By contrast, Mexican Pimas who live under harsher conditions that demand much more physical labor, do not demonstrate the high levels of obesity and diabetes of the Pima in the United States. This suggests that genetic factors contribute substantially to the risk for obesity. Environmental factors such as past poverty, deprivation and a sedentary lifestyle add to that risk.
All this will help you advise Anna’s mother. You remind her of the obesity present all around her. It is not necessary. It is not healthy. It is not necessary to feed Anna all the time. This provide parents a chance to incorperate the information. Usually they understand and will voice a concern about obesity even as they feed highly caloric foods. It takes longer to transform action than to change behavior!
Q2. List the metabolic control mechanisms on food intake that when maladaptive precede morbid obesity.
A2. The discovery of leptin provided the first physiologic link between the environment, peripheral energy storage and the CNS but that the entire system is highly complex involving neuropeptides, cytokines, gut peptides and more. See Part III Section 4 for a more complete discussion of the pathophysiology of obesity in childhood.
TABLE 1 The weight control mechanisms as now understood
1. Begins with the secretion of leptin by fat cells.
2. Leptin is received by leptin specific receptors in the brain stem.
3. Neuro-peptide YY is then released triggering secretion of DOPA and other neuro-activity stimulants.
4. Satiety follows.
Leptin is a hormone secreted by fat cells when they are full.

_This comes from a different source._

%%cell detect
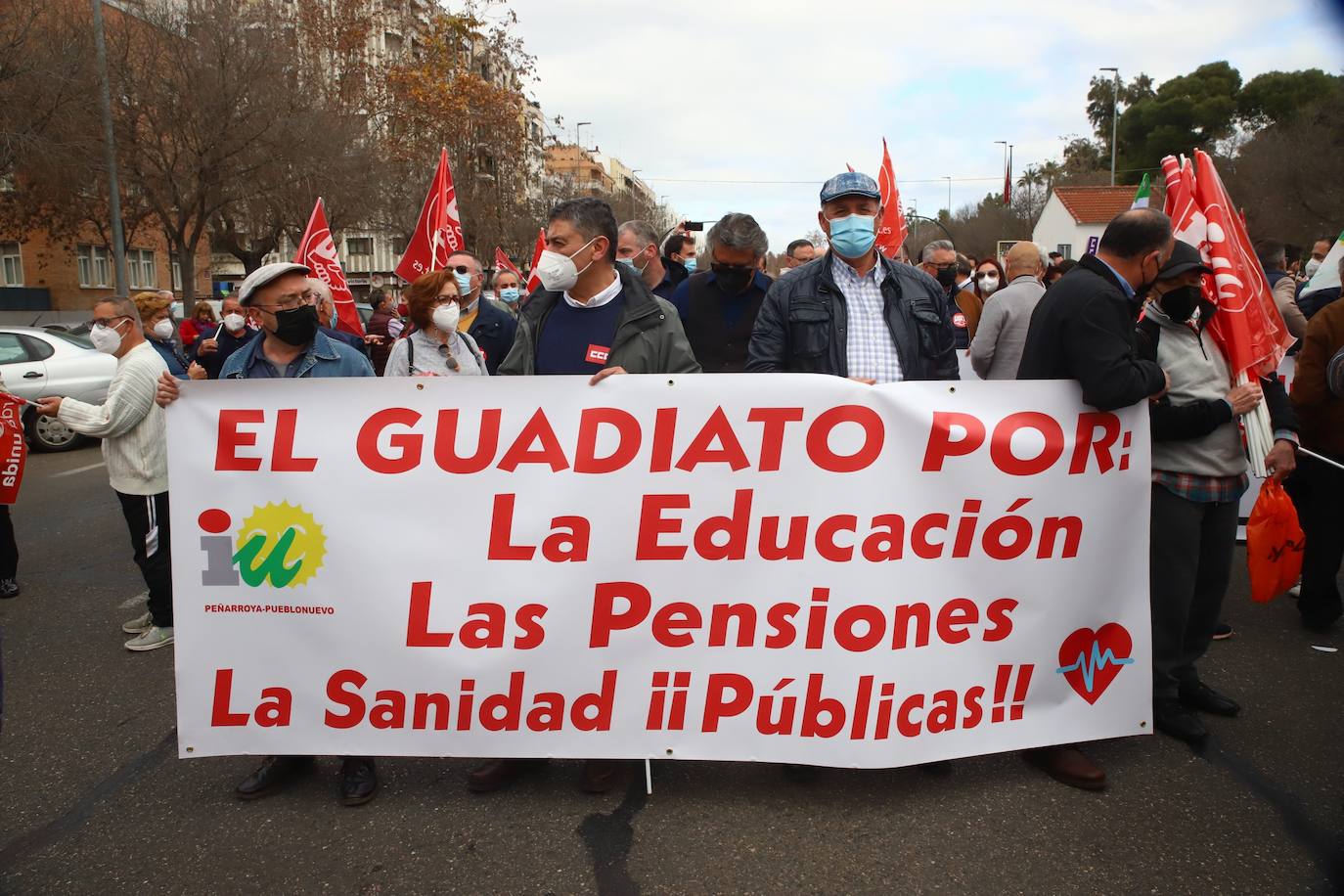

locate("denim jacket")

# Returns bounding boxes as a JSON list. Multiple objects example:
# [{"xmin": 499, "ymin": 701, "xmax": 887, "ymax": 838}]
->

Secretion falls when fat cell size is reduced. The presence of leptin produces satiety. It is also associated with emotional calm and well-being. By contrast, a reduction in leptin is associated with all of the psychological characteristics of starvation: lethargy, anxiety and irritability. There is a food preoccupation and over consumption when food is available is highly probable.
Figure 2A
shows a 4 x 4 square. This square represents the fat storage of an overweight child. Assume that the fat cells of an obese person at steady state are of uniform size equal to those of a lean person.
Figure 2B
TEACHING CAPTION: Note that the leptin secretion is at a high but steady level. Obese people have a higher set point because of insulin resistance (see PII Section 4). It takes more leptin to signal satiety.
Figure 3A
shows a 3x3 square representing the fat storage of a normal weight child. This individual has 9 normal size fat cells
Figure 3B
TEACHING CAPTION: Note that the leptin level is at a low but steady level.
Figure 4A
shows what happens to the fat cells of the overweight child when she reduces to the size of the normal weight child. There are still 16 fat cells, but they have reduced in size
Figure 4B
TEACHING CAPTION: Note that the secretion of leptin is greatly reduced when the overweight child or adult reduces to the weight of a lean child.

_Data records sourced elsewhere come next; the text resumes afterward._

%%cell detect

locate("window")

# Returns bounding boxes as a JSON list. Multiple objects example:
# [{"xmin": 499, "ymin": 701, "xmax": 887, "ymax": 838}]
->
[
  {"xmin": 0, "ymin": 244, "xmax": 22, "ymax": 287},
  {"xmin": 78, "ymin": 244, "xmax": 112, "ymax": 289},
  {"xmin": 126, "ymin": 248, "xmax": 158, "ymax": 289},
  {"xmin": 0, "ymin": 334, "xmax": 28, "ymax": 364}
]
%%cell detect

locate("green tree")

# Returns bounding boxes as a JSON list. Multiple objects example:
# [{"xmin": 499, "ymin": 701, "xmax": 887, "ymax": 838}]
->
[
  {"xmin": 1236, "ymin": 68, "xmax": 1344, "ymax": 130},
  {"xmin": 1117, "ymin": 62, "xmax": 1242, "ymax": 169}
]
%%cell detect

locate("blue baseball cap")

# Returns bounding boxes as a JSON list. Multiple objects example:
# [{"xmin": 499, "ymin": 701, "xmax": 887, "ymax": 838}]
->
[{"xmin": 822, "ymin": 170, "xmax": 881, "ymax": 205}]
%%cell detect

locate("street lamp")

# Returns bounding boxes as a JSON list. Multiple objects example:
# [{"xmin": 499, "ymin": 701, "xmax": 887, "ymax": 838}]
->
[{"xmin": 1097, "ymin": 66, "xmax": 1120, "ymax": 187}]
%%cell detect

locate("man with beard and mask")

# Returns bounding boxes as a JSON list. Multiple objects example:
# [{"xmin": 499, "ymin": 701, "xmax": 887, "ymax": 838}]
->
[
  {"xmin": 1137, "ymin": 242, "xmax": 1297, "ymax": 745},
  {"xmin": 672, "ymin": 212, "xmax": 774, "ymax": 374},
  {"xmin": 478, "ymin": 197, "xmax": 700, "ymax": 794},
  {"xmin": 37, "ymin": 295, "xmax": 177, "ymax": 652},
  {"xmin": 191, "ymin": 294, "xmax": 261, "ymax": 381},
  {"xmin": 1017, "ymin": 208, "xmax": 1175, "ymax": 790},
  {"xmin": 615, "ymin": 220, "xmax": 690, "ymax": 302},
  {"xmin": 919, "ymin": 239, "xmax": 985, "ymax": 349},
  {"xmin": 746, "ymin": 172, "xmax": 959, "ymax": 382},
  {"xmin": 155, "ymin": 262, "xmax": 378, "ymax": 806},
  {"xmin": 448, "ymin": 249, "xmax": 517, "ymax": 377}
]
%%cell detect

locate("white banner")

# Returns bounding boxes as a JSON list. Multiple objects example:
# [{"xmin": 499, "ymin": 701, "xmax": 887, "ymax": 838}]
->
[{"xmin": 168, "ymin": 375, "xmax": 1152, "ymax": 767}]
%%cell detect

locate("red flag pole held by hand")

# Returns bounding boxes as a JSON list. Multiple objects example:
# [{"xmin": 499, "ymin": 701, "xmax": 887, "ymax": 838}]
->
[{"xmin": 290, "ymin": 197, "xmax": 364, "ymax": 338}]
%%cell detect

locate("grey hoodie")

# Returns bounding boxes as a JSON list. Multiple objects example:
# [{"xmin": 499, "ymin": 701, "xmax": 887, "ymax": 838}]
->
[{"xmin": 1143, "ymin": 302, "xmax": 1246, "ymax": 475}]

There are two pathologic states associated with failure of production of leptin (the OB/OB rat with pure obesity) and the lack if leptin receptor (the DB/DB rat where the obesity is associated with insulin resistance and diabetes mellitus.) These animal models are similar to gene control in the Pima and other Native American tribal groups where child obesity and diabetes are common.
Q3 What social and environmental phenomenon increase risk for obesity.
A3. As noted in Ms Hurley’s Case study – See reference 9.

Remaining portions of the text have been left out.